- Born: 5 April 1941 Chinkyone, Taungoo, British Burma
- Died: 24 February 1995 (aged 53) Marnalpalaw, Kayin State, Myanmar
- Occupation: novelist
- Writing career
- Pen name: Naing Win Swe
- Period: 1968–1978
- Genres: Romance, Short story
- Notable works: Ngwe Ta Nya (One Summer Night) Ma Thein Shin Si Pote Pay Bar (Please send this to Ma Thein Shin)
- Notable awards: Myanmar National Literature Award (1971)

= Naing Win Swe =

Burmese writer and poet

Naing Win Swe (နိုင်ဝင်းဆွေ; 1940–1995) was a prominent Burmese writer and poet.

He wrote some famous Burmese short stories and novels as revolutionist and patriot. After the failed 8888 Uprising he left Burma. He was killed in a jungle on the Thai Border in 1995 by the Burmese Army.

The legend is that, as he lay dead on the battleground his comrades picked wild flowers and covered his remains with the flowers before they retreated as they didn't have enough time to bury him.

Naing Win Swe's most famous book was "Ma Thein Shin Si Pote Pay Bar မသိန်းရှင်ဆီပို့ပေးပါ (1971)" a fictionalized semi-autobiographical novel.

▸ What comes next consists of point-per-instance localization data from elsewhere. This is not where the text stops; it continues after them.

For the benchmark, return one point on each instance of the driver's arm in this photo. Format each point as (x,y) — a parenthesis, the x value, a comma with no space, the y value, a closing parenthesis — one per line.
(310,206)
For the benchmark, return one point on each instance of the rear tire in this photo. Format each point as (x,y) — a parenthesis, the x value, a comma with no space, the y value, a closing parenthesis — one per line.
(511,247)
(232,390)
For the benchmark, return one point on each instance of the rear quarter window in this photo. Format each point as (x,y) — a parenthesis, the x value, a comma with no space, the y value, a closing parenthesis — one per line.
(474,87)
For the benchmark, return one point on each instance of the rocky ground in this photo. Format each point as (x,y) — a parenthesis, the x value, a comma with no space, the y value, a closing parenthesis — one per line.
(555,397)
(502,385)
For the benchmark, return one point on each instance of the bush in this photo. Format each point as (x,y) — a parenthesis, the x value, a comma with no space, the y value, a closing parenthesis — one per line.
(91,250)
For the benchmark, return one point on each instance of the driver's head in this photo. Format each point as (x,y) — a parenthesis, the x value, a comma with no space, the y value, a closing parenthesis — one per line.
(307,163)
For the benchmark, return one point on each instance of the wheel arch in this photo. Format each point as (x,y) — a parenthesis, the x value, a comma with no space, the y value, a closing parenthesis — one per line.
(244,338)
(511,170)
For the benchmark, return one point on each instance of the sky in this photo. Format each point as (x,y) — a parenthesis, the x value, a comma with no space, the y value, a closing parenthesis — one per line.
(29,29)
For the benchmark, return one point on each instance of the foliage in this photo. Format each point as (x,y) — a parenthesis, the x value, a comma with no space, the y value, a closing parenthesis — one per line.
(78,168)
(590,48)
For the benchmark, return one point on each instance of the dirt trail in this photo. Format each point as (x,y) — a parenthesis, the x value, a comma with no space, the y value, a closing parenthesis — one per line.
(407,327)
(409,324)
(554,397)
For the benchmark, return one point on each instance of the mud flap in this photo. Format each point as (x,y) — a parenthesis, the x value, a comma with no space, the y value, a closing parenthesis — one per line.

The story is a tragic love story of a smuggler-girl and a train-ticket-inspector on the Taung Dwin Gyi – Kyaukpaaung shuttle-train in middle Burma in late 1960s at the height of military-Socialist repression during General Ne Win's long rein.

None of Naing Win Swe's novels have been published in English translation, but Naing Win Swe's poem "Willow Tree" မိုးမခပင် is featured in the Foreign Policy in Focus website of the Institute for Policy Studies.